An amazing discovery has been made by construction workers in Brisbane engaged in road construction works. The workers found animal and plant fossils, thought to be about 50 million years old.
The fossils were found by a piling rig contained in a layer of oil shale more than 15 metres below the ground on a construction site at Geebung on Brisbane’s north side during building excavation works.
Academics have called the find unusual and significant, containing fossils of ancient crocodiles, fish, freshwater shells and plants. It was particularly unusual, because it was discovered in an urban area, far away from where discoveries of this nature are usually found.
An article on Abc.net.au explains what happened,
Project engineers have been talking to experts from the Queensland Museum, who say the fossils are those of ancient crocodiles, fish, freshwater shells and plants.
Academics say the suburban site was completely unknown to them.
Professor Suzanne Miller, the chief of the Queensland Museum, says the find is not only unusual but significant.
“It’s very unusual to find materials being uncovered in these urban sites. I mean, most discoveries of this nature are found miles from anywhere,” she told The World Today.
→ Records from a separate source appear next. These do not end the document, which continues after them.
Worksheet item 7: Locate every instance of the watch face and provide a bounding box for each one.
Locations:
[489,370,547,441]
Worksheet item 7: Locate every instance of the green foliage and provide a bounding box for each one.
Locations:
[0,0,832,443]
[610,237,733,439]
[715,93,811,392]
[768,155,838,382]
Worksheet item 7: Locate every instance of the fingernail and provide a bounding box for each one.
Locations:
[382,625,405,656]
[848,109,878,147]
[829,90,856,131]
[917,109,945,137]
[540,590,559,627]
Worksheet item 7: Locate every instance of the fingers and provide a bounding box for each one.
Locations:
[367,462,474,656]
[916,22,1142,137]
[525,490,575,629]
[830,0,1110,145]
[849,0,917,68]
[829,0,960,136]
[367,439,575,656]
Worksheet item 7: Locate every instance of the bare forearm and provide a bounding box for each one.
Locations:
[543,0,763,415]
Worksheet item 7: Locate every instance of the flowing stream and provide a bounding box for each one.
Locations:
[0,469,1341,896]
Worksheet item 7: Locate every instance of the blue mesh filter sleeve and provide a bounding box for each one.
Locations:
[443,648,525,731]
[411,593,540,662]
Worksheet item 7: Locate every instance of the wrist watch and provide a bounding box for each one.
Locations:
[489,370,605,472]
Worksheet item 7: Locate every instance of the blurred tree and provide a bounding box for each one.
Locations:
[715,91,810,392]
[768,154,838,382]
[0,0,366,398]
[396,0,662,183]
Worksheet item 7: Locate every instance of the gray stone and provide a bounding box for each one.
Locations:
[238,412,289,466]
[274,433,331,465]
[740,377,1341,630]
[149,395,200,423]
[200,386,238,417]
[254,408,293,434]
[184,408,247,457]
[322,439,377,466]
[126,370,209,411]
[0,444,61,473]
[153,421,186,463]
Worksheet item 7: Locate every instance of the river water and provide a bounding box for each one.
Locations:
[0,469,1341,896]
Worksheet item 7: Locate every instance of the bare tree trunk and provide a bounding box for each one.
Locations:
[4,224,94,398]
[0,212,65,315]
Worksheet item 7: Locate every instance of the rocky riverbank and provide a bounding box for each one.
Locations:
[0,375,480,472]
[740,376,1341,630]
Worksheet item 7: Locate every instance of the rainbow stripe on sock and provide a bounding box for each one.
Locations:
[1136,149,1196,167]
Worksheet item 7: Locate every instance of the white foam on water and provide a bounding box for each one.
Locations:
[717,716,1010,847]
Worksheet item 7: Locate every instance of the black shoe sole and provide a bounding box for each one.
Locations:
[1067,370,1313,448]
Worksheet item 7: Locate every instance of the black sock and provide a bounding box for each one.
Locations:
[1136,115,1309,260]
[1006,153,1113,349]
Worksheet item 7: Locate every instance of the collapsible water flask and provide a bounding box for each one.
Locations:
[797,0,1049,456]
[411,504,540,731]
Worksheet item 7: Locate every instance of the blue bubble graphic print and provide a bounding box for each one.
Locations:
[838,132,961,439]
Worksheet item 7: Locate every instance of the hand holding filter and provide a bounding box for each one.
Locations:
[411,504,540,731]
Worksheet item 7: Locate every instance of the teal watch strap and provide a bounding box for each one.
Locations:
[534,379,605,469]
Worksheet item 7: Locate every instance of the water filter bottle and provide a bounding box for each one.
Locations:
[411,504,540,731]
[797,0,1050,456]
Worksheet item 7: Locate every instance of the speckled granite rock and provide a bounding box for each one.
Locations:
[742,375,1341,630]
“First of all it’s very unusual to have an urban construction site that finds it, and secondly to have the people on the construction team realise that there was something unusual and to make that call was incredibly fortunate for us.”
Professor Miller goes on to call on the community to help by volunteering to help sift through the soil from the site so that it can be transferred to the museum. As she explains, the discovery may provide vital information that could help us piece together a part of our planet’s history perhaps even telling us what the world was like after dinosaurs were wiped out.
According to academics there may be real potential in the site to discover something unique for the state of Queensland and unique for Oz. The findings could have huge global significance an interest.
Professor Miller went on to state according to the article,
“This is one of those sites that’s showing us all these smaller animals that co-existed in one place in one habitat at the same time, just after the massive extinction that wiped out a vast amount of life on the planet.
“It’s a really critical time for understanding how life then went on to evolve, but it’s quite a bit before the time of the famous Australian megafauna where you have the giant kangaroos and so on.
“It’s a bit of a missing link in the geological and fossil history, not just of Australia but within the world.”
Brisbane Lord Mayor Graham Quirk says the find will not hinder the timetable for the project, although engineers are now liaising with researchers in case more unusual remains are unearthed.
According to the Lord Mayor the construction project will continue as planned, as it is a $200 million road congestion and safety project. The real value is in the soil which will be conserved and taken away to the museum to be further examined by experts.